New methodologies promise accurate objective measurement of night vision after LASIK

September 17, 2004

Because complaints about night vision are common after LASIK, there is a need to develop methods to accurately and reproducibly measure patient complaints, said Pedro Faria, MD, at the European Society of Cataract and Refractive Surgeons meeting.

Paris—Because complaints about night vision are common after LASIK, there is a need to develop methods to accurately and reproducibly measure patient complaints, said Pedro Faria, MD, at the European Society of Cataract and Refractive Surgeons meeting.

Dr. Faria, of the University Hospital Coimbra, Coimbra, Portugal, described a study in which he and his colleagues evaluated contrast sensitivity using mesopic high-resolution perimetry and the optics using the optical quality analysis system, a double-pass technique, in 20 patients who had undergone LASIK. These patients underwent contrast sensitivity testing preoperatively and 3 and 12 months postoperatively.

The preliminary results showed an improvement in the thresholds in the contrast sensitivity test. Compared with a population of patients with normal vision, the preoperative results were quite different in the 21 patients. The investigators also found a "striking improvement in the central zone compared with the peripheral zone that reached significance," according to Dr. Faria.

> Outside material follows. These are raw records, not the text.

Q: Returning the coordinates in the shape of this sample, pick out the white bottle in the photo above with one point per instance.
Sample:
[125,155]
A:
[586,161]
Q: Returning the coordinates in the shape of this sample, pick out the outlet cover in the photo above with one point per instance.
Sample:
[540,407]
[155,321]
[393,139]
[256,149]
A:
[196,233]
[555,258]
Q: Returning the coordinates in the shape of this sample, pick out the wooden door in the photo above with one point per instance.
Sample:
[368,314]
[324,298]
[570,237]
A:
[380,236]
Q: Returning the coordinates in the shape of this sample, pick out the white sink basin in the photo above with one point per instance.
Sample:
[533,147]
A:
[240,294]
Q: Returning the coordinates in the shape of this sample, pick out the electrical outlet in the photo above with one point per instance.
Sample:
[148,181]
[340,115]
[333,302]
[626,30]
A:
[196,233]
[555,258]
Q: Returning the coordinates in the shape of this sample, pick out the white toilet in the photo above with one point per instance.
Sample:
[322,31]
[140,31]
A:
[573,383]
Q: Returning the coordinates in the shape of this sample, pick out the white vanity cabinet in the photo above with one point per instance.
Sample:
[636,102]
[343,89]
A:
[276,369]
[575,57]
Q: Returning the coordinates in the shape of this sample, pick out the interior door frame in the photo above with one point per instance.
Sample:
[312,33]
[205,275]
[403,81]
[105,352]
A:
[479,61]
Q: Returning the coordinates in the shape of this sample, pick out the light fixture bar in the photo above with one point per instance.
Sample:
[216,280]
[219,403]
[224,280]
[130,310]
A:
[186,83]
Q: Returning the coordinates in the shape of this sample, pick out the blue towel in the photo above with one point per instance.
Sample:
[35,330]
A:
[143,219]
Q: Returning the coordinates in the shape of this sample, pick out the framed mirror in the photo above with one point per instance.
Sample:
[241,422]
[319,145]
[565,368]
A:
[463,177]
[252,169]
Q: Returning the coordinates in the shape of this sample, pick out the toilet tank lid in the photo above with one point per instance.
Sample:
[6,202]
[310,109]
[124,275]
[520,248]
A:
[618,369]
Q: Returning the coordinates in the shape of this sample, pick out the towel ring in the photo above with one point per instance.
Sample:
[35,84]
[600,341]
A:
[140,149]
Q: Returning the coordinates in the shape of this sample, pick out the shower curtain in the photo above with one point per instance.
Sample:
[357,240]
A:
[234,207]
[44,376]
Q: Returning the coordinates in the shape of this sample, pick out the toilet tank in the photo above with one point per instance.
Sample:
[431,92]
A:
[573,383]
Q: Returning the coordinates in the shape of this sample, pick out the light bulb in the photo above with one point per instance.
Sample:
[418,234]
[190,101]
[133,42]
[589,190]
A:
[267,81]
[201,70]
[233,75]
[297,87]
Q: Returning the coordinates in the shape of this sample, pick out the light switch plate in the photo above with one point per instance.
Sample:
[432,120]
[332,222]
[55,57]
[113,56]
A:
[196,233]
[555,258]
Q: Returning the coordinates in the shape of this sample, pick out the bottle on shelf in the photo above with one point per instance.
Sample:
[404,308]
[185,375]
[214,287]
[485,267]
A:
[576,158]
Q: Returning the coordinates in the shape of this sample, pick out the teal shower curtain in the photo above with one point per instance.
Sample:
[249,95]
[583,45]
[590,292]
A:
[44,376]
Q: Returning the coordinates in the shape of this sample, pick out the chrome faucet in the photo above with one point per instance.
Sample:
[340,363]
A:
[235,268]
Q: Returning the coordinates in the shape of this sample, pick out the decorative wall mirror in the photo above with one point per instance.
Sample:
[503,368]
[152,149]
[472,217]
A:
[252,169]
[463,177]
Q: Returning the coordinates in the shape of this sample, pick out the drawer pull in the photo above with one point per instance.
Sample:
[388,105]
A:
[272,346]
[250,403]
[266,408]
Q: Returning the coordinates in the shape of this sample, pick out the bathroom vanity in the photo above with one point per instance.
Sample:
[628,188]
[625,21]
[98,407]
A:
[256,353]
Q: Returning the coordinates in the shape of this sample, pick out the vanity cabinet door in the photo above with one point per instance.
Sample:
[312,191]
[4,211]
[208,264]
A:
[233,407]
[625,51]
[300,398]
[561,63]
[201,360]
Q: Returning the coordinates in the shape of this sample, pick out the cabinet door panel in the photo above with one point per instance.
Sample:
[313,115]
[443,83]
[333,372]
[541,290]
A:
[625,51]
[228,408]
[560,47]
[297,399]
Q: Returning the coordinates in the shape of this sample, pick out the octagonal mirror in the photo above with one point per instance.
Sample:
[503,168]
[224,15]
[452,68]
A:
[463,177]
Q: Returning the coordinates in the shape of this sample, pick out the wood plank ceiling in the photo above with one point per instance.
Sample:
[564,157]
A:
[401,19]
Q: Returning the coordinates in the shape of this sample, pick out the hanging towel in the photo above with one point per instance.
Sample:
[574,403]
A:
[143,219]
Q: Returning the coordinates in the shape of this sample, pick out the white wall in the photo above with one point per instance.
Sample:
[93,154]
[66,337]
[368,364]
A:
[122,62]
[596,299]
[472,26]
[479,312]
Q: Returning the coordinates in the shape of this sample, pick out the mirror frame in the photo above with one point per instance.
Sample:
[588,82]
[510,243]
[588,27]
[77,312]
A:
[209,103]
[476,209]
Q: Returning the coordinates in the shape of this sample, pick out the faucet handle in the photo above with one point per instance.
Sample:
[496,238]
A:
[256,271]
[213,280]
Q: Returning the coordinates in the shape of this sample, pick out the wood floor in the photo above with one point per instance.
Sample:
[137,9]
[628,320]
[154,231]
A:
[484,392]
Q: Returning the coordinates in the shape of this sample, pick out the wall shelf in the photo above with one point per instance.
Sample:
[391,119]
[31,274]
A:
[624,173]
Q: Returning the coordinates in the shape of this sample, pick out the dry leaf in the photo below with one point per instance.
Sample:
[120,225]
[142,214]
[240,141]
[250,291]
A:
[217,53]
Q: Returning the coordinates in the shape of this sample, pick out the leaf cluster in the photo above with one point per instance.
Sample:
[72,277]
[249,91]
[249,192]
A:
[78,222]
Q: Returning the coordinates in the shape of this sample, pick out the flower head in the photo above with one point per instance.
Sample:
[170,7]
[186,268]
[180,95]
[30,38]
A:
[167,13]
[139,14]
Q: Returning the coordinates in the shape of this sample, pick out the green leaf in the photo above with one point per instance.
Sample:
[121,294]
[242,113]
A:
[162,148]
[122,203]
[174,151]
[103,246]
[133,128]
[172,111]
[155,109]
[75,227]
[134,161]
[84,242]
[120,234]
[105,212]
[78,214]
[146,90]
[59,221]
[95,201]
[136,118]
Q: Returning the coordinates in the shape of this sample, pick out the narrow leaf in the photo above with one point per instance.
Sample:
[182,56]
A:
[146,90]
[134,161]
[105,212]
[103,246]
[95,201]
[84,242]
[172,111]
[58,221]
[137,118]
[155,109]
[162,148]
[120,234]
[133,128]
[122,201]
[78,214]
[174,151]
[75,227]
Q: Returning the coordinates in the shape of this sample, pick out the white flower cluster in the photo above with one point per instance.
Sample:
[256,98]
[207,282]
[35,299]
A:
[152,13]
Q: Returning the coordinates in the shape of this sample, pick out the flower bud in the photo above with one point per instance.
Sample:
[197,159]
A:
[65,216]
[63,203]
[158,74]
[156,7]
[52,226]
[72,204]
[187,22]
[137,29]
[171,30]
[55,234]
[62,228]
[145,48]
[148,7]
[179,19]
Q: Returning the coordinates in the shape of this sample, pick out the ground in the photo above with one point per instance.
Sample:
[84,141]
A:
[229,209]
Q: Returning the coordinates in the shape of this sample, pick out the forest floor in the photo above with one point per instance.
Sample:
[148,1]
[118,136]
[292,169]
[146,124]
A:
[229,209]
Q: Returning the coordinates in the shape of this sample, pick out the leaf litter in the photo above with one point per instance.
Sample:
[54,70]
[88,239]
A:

The results of optical testing showed an improvement in the point-spread function. All patients had uncorrected visual acuities of 20/20 and there were no complaints of visual disturbances. Modulation test function also improved after LASIK.

"We believe that these seem to be good methods to evaluate the quality of vision," Dr. Faria stated. He and his colleagues expect to present more definitive results within the year.